The job of the homelist.py script is pretty simple and
self-contained. It uses the LDAP server to generate a list
of current user accounts, and then looks in each account to
see if there is a publicly accessible homepage. It then
writes a list of those homepages (with links to the pages
themselves) to the standard output stream. Redirecting
this stream to the appropriate location will be taken care
by the crontab entry that runs
the script periodically.
Because it has standard library modules for accessing LDAP and file systems, as well as generating XHTML content, Python is a good choice for an implementation language.
At the moment, there is no easy way to generate XHTML pages
that use the PyStyler template that enforces the standard TCC
web page style, other than to generate a PyStyler .g file that is part of the PyStyler
structure.
To simplify the division of labor, the homelist.py script will
generate only the content of the page's XHTML <body> element, and a static
.g page and its .html equivalent will use a server-side
include to import that generated content.
The XHTML content generated will have this form:
<table border='3' cellpadding='3'>
<tr>
<th>User name</th>
<th>Homepage</th>
</tr>
<tr>
<td>gecos</td>
<td>
<tt><a href='url'>url</a></tt>
</td>
</tr>
...
</table>
<p>
This page is generated daily by a script.
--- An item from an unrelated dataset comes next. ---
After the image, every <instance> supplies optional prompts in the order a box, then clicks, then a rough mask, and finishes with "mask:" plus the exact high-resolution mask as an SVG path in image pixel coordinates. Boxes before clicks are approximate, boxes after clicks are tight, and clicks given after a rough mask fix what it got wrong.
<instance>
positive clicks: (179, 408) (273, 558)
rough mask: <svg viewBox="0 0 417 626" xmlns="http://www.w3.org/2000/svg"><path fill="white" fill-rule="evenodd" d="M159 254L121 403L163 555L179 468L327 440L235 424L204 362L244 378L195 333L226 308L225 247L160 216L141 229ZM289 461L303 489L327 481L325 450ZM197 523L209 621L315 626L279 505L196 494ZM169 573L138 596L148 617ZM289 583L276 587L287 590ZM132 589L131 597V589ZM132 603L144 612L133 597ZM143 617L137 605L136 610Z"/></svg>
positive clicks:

For documentation, see
<a href='http://www.nmt.edu/tcc/projects/homelist/'
><citetitle><tt>homelist.py</tt>:
A script to generate a list of user homepages</citetitle>
</a>.
</p>
<p>
Last updated YYYY-MM-DD HH:MM.
</p>
where the <tr> element is
repeated for each user's and the gecos of their
home page.
url
The displayed list will be sorted by account name. The
author would prefer to sort by last name and then first
name, but unfortunately the gecos
field is the entire name as "First Last", and there is
no obvious way to discern where the last name begins
(consider surnames like “de la O”,
“Ortiz y Vega”, and “ter Horst”).
A user will be considered to have a homepage if they have
a world-readable directory named either public_html or the older equivalent
www, and that directory contains a
world-readable file named either index.html or the older equivalent homepage.html.
We could just ask the HTTP server to serve us the page with the appropriate URL, but this has the undesireable side effect of causing a page fetch that will show up in our Web statistics on user page fetches. Also, why bother the HTTP server when we can just look for the user files directly?